2) Many remain concerned about COVID
Despite the fact that the pandemic is winding down in most parts of the country, 71% of workers say they are still just as worried about their health and safety on the job as they were last year.
3) Jobs still need to come back post-pandemic
Blue-collar workers suffered a disproportionate number of job losses over the past year-plus. The top quarter of earners (mostly white-collar workers) saw their employment numbers dip 4%. As for the bottom 75% of earners, their employment numbers fell 17%.
4) Workers value higher pay above all else
What is the biggest factor in a worker accepting a job offer? Pay, and it's not even close. In all, 32% of respondents said this was their No. 1 concern, well ahead of the two factors tied for second: job security and shift/schedule, both of which checked in at 12%.
5) Hourly wages are rising sharply
Just five years ago, the average blue-collar job in our survey paid $11.35 per hour. Today, that number is $16.58, and this pay is actually down slightly from 2020's $16.68.

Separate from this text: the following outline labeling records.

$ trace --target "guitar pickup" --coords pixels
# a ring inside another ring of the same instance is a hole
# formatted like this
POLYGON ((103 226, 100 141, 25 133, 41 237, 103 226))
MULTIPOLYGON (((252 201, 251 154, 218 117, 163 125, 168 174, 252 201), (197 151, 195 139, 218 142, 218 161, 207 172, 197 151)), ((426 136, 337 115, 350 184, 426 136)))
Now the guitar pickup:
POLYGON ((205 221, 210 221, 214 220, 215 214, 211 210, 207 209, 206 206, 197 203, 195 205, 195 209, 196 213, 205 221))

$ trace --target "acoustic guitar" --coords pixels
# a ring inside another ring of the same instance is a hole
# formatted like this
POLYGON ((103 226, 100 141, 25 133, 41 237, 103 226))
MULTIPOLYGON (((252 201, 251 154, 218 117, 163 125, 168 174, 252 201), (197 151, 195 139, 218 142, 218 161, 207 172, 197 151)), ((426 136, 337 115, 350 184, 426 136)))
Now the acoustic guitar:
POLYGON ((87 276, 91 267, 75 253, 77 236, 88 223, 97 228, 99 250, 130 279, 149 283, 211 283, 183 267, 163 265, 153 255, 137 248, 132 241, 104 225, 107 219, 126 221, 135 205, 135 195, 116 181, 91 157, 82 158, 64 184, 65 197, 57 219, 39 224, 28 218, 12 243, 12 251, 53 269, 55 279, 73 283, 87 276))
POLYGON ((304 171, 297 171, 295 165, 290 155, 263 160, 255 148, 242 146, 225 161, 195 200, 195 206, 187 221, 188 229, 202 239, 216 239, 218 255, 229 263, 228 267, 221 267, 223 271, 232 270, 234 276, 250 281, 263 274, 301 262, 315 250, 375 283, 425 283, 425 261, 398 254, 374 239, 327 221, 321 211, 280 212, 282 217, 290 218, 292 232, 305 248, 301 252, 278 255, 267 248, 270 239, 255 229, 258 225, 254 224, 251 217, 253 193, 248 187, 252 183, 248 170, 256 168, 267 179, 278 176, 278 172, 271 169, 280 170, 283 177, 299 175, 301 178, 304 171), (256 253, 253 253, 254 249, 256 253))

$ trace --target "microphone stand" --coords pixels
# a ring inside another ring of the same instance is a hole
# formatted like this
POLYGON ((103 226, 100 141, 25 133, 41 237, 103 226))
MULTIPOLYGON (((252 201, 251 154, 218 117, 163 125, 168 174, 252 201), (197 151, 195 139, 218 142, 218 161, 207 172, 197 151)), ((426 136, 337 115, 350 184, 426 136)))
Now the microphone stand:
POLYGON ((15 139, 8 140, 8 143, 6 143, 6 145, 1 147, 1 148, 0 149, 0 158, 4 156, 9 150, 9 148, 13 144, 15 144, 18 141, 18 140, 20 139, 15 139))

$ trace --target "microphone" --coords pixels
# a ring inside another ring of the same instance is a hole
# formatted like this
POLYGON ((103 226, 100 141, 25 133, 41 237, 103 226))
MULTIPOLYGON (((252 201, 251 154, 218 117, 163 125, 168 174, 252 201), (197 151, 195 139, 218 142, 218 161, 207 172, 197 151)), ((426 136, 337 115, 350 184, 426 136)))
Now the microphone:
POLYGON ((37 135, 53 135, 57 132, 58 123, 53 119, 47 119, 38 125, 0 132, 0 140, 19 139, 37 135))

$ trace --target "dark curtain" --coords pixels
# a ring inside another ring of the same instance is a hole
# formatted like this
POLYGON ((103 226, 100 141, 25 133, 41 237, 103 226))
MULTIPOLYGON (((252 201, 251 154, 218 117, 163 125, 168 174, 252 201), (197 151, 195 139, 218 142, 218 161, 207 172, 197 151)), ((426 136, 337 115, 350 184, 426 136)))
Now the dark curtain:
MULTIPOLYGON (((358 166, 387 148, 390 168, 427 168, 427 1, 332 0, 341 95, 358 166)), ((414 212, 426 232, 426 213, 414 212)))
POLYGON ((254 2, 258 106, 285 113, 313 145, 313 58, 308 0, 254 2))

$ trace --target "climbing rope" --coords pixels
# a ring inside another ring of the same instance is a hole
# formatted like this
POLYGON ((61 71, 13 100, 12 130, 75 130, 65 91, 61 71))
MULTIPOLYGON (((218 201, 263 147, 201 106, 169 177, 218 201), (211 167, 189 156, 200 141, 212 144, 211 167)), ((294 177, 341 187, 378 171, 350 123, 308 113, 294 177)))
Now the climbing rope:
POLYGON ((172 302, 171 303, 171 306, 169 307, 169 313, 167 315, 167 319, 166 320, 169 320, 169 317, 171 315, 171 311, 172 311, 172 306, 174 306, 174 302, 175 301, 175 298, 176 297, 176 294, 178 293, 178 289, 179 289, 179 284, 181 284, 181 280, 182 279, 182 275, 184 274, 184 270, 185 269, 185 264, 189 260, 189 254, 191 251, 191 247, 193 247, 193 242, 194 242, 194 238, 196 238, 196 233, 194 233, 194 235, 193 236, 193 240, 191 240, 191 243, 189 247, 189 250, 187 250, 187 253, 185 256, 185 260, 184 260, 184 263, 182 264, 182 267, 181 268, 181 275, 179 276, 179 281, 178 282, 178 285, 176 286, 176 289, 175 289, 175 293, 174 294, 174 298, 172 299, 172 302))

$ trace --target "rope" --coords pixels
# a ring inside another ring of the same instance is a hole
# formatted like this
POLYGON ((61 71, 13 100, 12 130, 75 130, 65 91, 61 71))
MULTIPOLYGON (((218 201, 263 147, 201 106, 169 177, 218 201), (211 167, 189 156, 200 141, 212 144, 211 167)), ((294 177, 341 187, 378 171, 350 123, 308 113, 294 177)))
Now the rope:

6) A 'parent shift' could bolster your workforce
Many people would like to take on blue-collar work but have young children in school whom they have to care for during the day. To reach those who say family obligations keep them from working, you might set yourself apart by introducing a part-time shift of 8:30 a.m. to 2 p.m.
7) Workers want the opportunity to advance
Nearly half of all blue-collar workers say that in two or three years, they want to be working toward a degree or transitioning into a leadership role with their employer. Offering training and opportunities for advancement are some of the top ways your company can get workers to stick around long-term.